Она попыталась унять поднимающуюся тревогу.
Не прошло и десяти минут, как Нэн вернулась в свою квартиру. Джон Хартман обещал ей отдать снимок к завтрашнему вечеру.
– Нужно показать его доктору Фаррел, – убежденно сказал он. – Вам решать, признаетесь вы ей или нет, что давали его мне.
– Пока не знаю, – ответила она тогда.
Но сейчас, заперев дверь, поймала себя на том, что размышляет, насколько беззащитна Моника Фаррел в своей квартире. «В кухонной двери, ведущей в патио, есть большое стекло, – вспомнила Нэн. – Кто угодно может выдавить его и открыть замок. Я уже предупреждала ее, что на эту дверь надо поставить крепкую решетку».
В ту ночь Нэн спала плохо. Во сне ее преследовал фантасмагорический образ Моники, стоящей на ступенях больницы с Карлосом на руках. Рассыпавшиеся по плечам доктора светлые длинные волосы завивались вокруг ее шеи наподобие щупалец.
7
Только вечером следующего дня после встречи с Сэмми Барбером пятидесятидвухлетний Дуглас Лэнгдон догадался, что фотоснимок Моники Фаррел, который он сделал, исчез. Лэнгдон находился в своем офисе, что на углу Парк-авеню и Пятьдесят шестой улицы, когда в голове возникла сверлящая мысль: «Что-то не так».
Бросив взгляд на дверь и убедившись, что она закрыта, он встал и вывернул карманы дорогого, сшитого на заказ костюма. Бумажник он всегда носил в правом заднем кармане брюк. Лэнгдон вынул его и положил на стол. Если не считать чистого белого носового платка, карман был теперь пуст.
«Но вчера вечером на мне был не этот костюм, – с надеждой подумал он. – Я надевал темно-серый». Потом в смятении вспомнил, что отдал его в чистку. «Но я вынул все из карманов. Я всегда так делаю. Снимка там не было, иначе я его заметил бы».
Только один раз у него был повод достать бумажник – когда он расплачивался в том кафе. Либо он случайно выронил снимок тогда, либо, что менее вероятно, фотография могла выскользнуть из кармана и упасть, пока он шел к парковке.
«Допустим, кто-то его нашел, – размышлял Лэнгдон. – На обратной стороне два адреса. Имени нет, но два адреса написаны моей рукой. Почти каждый просто выбросил бы его, но что, если какой-то доброхот попытается его вернуть?»

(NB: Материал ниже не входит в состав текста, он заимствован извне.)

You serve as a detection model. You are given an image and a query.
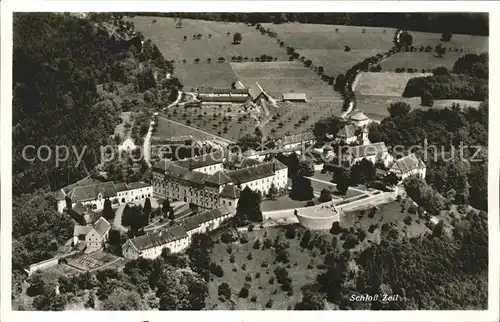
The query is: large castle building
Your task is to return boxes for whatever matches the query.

Чутье подсказывало ему, что фотоснимок может принести много хлопот. То кафе, где он встречался с Сэмми, называлось «У Лу». Лэнгдон вынул телефон и через секунду уже разговаривал с Лу, хозяином заведения.
– У нас нет никакой фотографии, но… минутку. Здесь парень, мой официант, говорит про клиента, который вчера вечером что-то обронил. Сейчас он возьмет трубку.